Results 1 to 5 of 5
Ok, I'm a Linux software raid veteran and I have the scars to prove it (google for mddump if you're bored), but that's not doing me much good now. I'm ...
Enjoy an ad free experience by logging in. Not a member yet? Register.
- 11-28-2006 #1Just Joined!
- Join Date
- Nov 2006
- Posts
- 4
Eeek! Can't assemble degraded/dirty RAID6 array!
Ok, I'm a Linux software raid veteran and I have the scars to prove it (google for mddump if you're bored), but that's not doing me much good now. I'm at the end of my rope... er... SATA cable. Help? Please??

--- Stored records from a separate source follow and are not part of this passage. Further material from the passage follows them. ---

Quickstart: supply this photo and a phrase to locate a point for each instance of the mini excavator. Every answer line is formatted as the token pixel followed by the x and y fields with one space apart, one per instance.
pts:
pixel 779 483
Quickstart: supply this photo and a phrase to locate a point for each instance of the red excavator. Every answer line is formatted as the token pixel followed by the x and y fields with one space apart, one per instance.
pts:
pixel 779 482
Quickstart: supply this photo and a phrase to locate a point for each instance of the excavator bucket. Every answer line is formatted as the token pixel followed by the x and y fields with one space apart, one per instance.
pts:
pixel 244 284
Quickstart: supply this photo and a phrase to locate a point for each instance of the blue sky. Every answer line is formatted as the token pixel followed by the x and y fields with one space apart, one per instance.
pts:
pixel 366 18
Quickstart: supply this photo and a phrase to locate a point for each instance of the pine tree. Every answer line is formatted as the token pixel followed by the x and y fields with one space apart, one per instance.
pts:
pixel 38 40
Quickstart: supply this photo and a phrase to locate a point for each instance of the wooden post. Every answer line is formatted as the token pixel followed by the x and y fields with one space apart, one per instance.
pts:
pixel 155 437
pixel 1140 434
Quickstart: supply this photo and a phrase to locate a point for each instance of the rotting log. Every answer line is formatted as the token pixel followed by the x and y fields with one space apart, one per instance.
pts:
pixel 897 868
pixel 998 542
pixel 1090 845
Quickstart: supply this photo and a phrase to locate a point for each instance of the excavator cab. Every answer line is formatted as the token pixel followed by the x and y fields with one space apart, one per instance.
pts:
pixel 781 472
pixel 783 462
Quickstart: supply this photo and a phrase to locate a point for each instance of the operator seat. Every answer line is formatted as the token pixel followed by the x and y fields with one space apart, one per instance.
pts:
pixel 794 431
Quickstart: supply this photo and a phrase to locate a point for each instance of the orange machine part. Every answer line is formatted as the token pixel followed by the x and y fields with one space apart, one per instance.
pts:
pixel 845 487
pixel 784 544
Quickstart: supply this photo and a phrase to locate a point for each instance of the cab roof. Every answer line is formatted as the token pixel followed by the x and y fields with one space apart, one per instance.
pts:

The subject platform is a PC running FC5 (Fedora Core 5, patched latest) with eight 400gb SATA drives (/dev/sd[b-i]1) assembled into a RAID6 md0 device. Originally built with mdadm. No LVM or other exotics. /dev/md0 is a /data filesystem, nothing there needed at boot time. It's been humming along nicely for months.
Then... This morning I found that /dev/sdb1 had been kicked out of the array and there was the requisite screaming in /var/log/messages about failed read/writes, SMART errors, highly miffed SATA controllers, etc., all associated with /dev/sdb1. (It appears to have been a temporary failure -- badblocks found no problems.) Tried shutting the system down cleanly, which didn't seem to be working, so finally crossed my fingers and hit the reset button.
No surprise, it booted back up refusing to assemble the array. More specfically:
Code:Nov 27 19:03:52 ornery kernel: md: bind<sdb1> Nov 27 19:03:52 ornery kernel: md: bind<sdd1> Nov 27 19:03:52 ornery kernel: md: bind<sde1> Nov 27 19:03:52 ornery kernel: md: bind<sdf1> Nov 27 19:03:52 ornery kernel: md: bind<sdg1> Nov 27 19:03:52 ornery kernel: md: bind<sdh1> Nov 27 19:03:52 ornery kernel: md: bind<sdi1> Nov 27 19:03:52 ornery kernel: md: bind<sdc1> Nov 27 19:03:52 ornery kernel: md: kicking non-fresh sdb1 from array! Nov 27 19:03:52 ornery kernel: md: unbind<sdb1> Nov 27 19:03:52 ornery kernel: md: export_rdev(sdb1) Nov 27 19:03:52 ornery kernel: md: md0: raid array is not clean -- starting back ground reconstruction Nov 27 19:03:52 ornery kernel: raid5: device sdc1 operational as raid disk 1 Nov 27 19:03:52 ornery kernel: raid5: device sdi1 operational as raid disk 7 Nov 27 19:03:52 ornery kernel: raid5: device sdh1 operational as raid disk 6 Nov 27 19:03:52 ornery kernel: raid5: device sdg1 operational as raid disk 5 Nov 27 19:03:52 ornery kernel: raid5: device sdf1 operational as raid disk 4 Nov 27 19:03:52 ornery kernel: raid5: device sde1 operational as raid disk 3 Nov 27 19:03:52 ornery kernel: raid5: device sdd1 operational as raid disk 2 Nov 27 19:03:52 ornery kernel: raid5: cannot start dirty degraded array for md0 Nov 27 19:03:52 ornery kernel: RAID5 conf printout: Nov 27 19:03:52 ornery kernel: --- rd:8 wd:7 fd:1 Nov 27 19:03:52 ornery kernel: disk 1, o:1, dev:sdc1 Nov 27 19:03:52 ornery kernel: disk 2, o:1, dev:sdd1 Nov 27 19:03:52 ornery kernel: disk 3, o:1, dev:sde1 Nov 27 19:03:52 ornery kernel: disk 4, o:1, dev:sdf1 Nov 27 19:03:52 ornery kernel: disk 5, o:1, dev:sdg1 Nov 27 19:03:52 ornery kernel: disk 6, o:1, dev:sdh1 Nov 27 19:03:52 ornery kernel: disk 7, o:1, dev:sdi1 Nov 27 19:03:52 ornery kernel: raid5: failed to run raid set md0 Nov 27 19:03:52 ornery kernel: md: pers->run() failed ...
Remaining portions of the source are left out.